The Master Plan

koan · September 26, 2020, 1:09pm

Well, this is the whole point of a TTS, isn’t it? Everyone who has been on the radio or TV, or every public person, takes the same risk then if their voice can be cloned. I haven’t tried these voice cloning systems myself, but this is a risk assessment that everyone should do themselves. Of course, if your voice becomes famous as “Rhasspy’s voice in language X”, no one will try to deepfake you because it’s just too obvious

maxbachmann · September 26, 2020, 1:12pm

Yes I was just asking because you discussed whether it was possible to recreate the original voice from the model, which is not really needed when the original recording is already public

synesthesiam · September 26, 2020, 3:24pm

Yes, the intention is to make the recordings public domain (or creative commons licensed) for others to use as well.

If you’d like to train a private TTS voice, that should be fully possible with the right hardware (I’m just using a GTX 1060 6GB). The things you need are:

A good microphone, like the Blue Yeti nano
A set of sentences to read (gruut will be able to generate these)
Recording software like my voice-recorder that will create WAV files and text files (with transcriptions)
A GPU that is supported by PyTorch
The ipa-tts software I’m working on now (a fork of MozillaTTS)

It definitely is; I’ve been able to do this by having a different TTS system read the “phonetically rich” sentences (approximately 1000 examples). So if you’re concerned about the security of your voice, I would not recommend releasing your model!
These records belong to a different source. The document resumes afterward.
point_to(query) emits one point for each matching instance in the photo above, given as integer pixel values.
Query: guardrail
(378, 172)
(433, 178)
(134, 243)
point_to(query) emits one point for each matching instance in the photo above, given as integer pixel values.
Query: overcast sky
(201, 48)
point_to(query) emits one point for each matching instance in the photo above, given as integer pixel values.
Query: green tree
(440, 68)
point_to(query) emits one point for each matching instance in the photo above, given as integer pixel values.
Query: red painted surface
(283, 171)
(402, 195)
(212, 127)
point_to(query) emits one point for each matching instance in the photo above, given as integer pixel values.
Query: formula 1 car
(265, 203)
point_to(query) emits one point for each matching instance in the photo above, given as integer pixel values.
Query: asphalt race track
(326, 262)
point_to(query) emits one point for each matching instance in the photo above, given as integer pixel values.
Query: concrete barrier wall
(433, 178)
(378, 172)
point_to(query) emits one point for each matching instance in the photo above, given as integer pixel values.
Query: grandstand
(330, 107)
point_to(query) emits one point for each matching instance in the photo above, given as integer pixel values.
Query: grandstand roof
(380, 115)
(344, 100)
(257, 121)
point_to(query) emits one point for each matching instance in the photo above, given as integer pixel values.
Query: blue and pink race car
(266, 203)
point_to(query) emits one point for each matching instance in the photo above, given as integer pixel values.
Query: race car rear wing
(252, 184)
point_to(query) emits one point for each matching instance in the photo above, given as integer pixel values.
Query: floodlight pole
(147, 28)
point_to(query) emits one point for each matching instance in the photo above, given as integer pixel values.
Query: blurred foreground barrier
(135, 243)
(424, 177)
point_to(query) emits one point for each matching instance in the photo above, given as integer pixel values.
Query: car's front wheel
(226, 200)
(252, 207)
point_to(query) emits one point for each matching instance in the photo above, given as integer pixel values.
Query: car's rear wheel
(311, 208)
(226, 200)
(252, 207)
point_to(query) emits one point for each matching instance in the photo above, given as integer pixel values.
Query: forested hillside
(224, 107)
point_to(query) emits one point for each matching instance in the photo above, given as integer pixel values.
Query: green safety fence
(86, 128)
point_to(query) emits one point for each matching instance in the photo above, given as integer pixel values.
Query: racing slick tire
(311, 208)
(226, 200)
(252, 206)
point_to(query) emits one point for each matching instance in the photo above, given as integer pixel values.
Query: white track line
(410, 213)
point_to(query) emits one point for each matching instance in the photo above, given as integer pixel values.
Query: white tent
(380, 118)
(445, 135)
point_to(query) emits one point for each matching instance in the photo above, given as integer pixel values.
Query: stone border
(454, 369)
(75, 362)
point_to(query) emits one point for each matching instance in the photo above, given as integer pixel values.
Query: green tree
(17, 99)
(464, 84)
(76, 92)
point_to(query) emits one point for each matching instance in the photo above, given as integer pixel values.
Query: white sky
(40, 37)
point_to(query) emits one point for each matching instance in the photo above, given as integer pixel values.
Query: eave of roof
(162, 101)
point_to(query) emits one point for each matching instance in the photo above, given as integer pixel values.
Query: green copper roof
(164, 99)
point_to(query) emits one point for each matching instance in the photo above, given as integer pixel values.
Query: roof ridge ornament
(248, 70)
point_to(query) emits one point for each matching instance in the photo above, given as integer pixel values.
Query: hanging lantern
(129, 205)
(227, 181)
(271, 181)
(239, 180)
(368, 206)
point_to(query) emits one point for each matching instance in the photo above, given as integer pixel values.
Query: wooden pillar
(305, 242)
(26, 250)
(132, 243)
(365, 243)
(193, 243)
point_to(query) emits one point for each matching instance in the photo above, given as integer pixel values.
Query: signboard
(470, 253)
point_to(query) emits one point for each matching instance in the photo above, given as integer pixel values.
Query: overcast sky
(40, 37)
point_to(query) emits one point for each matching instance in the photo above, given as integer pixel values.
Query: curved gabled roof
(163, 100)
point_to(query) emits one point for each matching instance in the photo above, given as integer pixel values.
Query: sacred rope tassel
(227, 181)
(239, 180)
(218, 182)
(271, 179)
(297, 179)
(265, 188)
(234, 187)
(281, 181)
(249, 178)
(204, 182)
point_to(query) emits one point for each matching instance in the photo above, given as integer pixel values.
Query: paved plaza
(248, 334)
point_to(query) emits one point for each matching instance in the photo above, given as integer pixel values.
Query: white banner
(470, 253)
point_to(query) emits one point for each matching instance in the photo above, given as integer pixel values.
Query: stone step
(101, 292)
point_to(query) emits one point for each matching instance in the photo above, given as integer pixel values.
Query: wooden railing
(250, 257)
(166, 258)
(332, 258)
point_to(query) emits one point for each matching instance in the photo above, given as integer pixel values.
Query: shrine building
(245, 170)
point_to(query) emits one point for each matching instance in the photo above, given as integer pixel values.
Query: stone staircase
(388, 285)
Yeah, we may just start with a GitHub repo for those who are willing to release their recorded WAV files. If not, as @koan mentioned, the files are saved locally so people can train their own private voices as they please.
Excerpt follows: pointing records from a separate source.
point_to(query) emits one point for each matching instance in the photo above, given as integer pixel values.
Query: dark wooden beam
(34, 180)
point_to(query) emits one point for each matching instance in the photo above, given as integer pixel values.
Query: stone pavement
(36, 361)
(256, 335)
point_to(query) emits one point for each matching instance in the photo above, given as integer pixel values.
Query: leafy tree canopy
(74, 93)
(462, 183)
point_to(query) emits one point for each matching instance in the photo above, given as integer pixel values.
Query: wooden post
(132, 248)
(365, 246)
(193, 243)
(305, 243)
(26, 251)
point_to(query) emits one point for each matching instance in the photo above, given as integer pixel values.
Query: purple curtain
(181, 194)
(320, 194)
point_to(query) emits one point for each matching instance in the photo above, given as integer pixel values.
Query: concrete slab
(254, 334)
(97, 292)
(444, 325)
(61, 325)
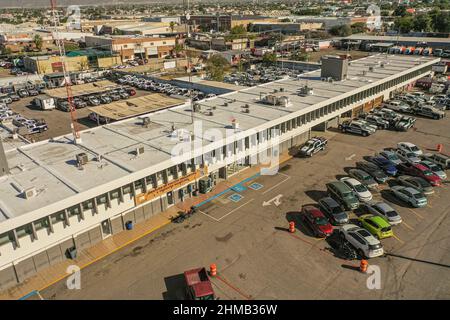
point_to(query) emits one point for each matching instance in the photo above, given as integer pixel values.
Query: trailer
(198, 285)
(45, 103)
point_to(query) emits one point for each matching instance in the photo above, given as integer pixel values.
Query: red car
(419, 170)
(317, 221)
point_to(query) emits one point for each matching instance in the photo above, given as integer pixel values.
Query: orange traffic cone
(363, 266)
(292, 227)
(213, 270)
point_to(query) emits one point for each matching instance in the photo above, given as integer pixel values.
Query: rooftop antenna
(188, 56)
(67, 82)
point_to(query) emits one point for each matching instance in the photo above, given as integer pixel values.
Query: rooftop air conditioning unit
(82, 159)
(30, 193)
(139, 151)
(146, 121)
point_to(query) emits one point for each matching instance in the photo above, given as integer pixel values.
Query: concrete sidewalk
(57, 272)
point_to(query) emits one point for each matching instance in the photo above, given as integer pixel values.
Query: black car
(333, 211)
(14, 97)
(376, 172)
(312, 146)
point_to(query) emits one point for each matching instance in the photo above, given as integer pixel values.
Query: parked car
(410, 195)
(377, 121)
(333, 210)
(429, 112)
(409, 147)
(406, 156)
(419, 170)
(33, 92)
(391, 156)
(358, 188)
(385, 164)
(23, 93)
(313, 146)
(417, 183)
(63, 105)
(373, 170)
(93, 101)
(438, 158)
(317, 221)
(435, 168)
(366, 244)
(14, 97)
(383, 210)
(363, 177)
(376, 225)
(340, 192)
(104, 99)
(354, 127)
(399, 106)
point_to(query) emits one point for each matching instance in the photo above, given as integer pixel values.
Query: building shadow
(176, 288)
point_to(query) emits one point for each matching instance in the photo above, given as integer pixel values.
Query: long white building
(56, 195)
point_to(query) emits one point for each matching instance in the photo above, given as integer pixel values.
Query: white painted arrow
(276, 201)
(350, 157)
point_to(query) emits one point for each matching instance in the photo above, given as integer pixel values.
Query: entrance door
(106, 228)
(170, 201)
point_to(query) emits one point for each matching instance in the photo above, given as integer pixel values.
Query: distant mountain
(63, 3)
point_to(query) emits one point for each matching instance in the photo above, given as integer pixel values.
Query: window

No_one · September 26, 2020, 9:46pm

Couldn’t the security issue be solved if we collect files from lets say 10 people, have one guy train the model and upload it? Then noone could simulate a specific person…

synesthesiam · September 27, 2020, 12:07am

The text to speech models are trained on one voice (I don’t know how to do the multi-speaker models). We could do what you’re saying with a speech to text model, however.
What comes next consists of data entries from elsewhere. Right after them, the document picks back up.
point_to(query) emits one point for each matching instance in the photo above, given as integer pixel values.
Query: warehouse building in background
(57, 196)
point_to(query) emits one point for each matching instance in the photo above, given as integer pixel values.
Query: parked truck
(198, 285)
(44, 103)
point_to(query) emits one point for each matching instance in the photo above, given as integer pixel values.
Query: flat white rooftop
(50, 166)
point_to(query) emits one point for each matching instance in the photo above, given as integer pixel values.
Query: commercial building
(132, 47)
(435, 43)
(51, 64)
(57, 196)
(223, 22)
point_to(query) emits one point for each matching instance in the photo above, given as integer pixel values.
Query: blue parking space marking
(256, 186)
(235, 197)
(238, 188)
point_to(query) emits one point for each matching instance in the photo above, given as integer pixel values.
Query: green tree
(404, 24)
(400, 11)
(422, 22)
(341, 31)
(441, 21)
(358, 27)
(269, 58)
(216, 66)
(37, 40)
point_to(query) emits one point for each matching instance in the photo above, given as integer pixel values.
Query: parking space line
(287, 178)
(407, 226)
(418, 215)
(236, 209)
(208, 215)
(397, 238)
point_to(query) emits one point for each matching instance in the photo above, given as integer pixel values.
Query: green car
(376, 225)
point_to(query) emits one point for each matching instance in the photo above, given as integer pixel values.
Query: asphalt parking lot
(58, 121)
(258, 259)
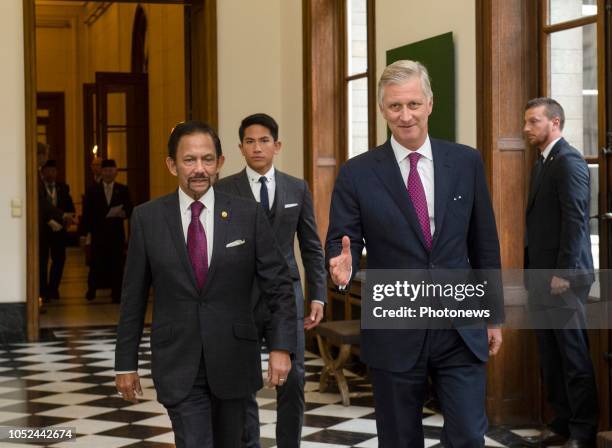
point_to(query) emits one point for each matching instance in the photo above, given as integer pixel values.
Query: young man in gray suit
(203, 251)
(288, 204)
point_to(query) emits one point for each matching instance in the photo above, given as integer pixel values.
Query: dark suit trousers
(50, 278)
(459, 378)
(289, 404)
(569, 377)
(204, 421)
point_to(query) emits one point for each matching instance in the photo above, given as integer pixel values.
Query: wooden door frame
(57, 101)
(203, 99)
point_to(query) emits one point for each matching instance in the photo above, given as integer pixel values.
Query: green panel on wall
(438, 55)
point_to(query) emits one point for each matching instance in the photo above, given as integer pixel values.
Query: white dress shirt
(426, 172)
(207, 217)
(254, 177)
RaspiManu · September 27, 2020, 9:22am

@synesthesiam Would it be possible to record the wav files for a model and then use some voice effects to modify them a bit before training the model?

I think about giving the person that creates a model the opportunity to use something like 3 scalable effects to modifiy the recorded voice so it still sounds good but not exactly like their own voice. A nice side effect would be, that you don’t have a feeling of talking to yourself, if you make a private model.

synesthesiam · September 27, 2020, 9:48pm

I know sox can do lots of interesting effects. Anyone know some good ones for human voices that wouldn’t distort them too badly?

RaspiManu · September 28, 2020, 6:05pm

I am absolutely no expert when it comes to sound technology and I never worked with SoX, but I remember that I had a small guitar amplifier when I was a kid. It had rotary knobs for gain, bass, middle and treble. Maybe these kind of simple basic effects could help changing voices, too. I looked at the SoX effects and this basics seem to be available.

tjiho · October 22, 2020, 2:34pm

Wow, I’m amazed by this plan. How this plan is going on two years later ?

I’m french, I could contribute by reading french sentences, It would be nice to have a better TTS than PicoTTS.

synesthesiam · October 22, 2020, 3:16pm

So far, it’s only been since September But I’d say it’s going pretty well! We now have a Dutch voice (thanks @rdh), support for Czech, and a new Italian model.

That would be great, thanks! I will get started with French and create a set of “phonetically rich” sentences to read. Would you have time to review the sentences and let me know if they make sense and are not vulgar or offensive (they come from the internet, so…yeah)?

I believe @fastjack was also asking about a French voice. Maybe he’d be willing to help too?

tjiho · October 22, 2020, 3:23pm

Sure I’d be happy to review them.

solyarisoftware · October 23, 2020, 7:08am

I didn’t use sox effects so far. I’m discovering it give is a lot of interesting processing functions.
I think maybe the time-domain functions as vad (voice activity detector) or gain/normalize, could be useful. I’m perplex using frequency-domain functions, because I fair you loss/artifact voice “grain”, of the original voice recording.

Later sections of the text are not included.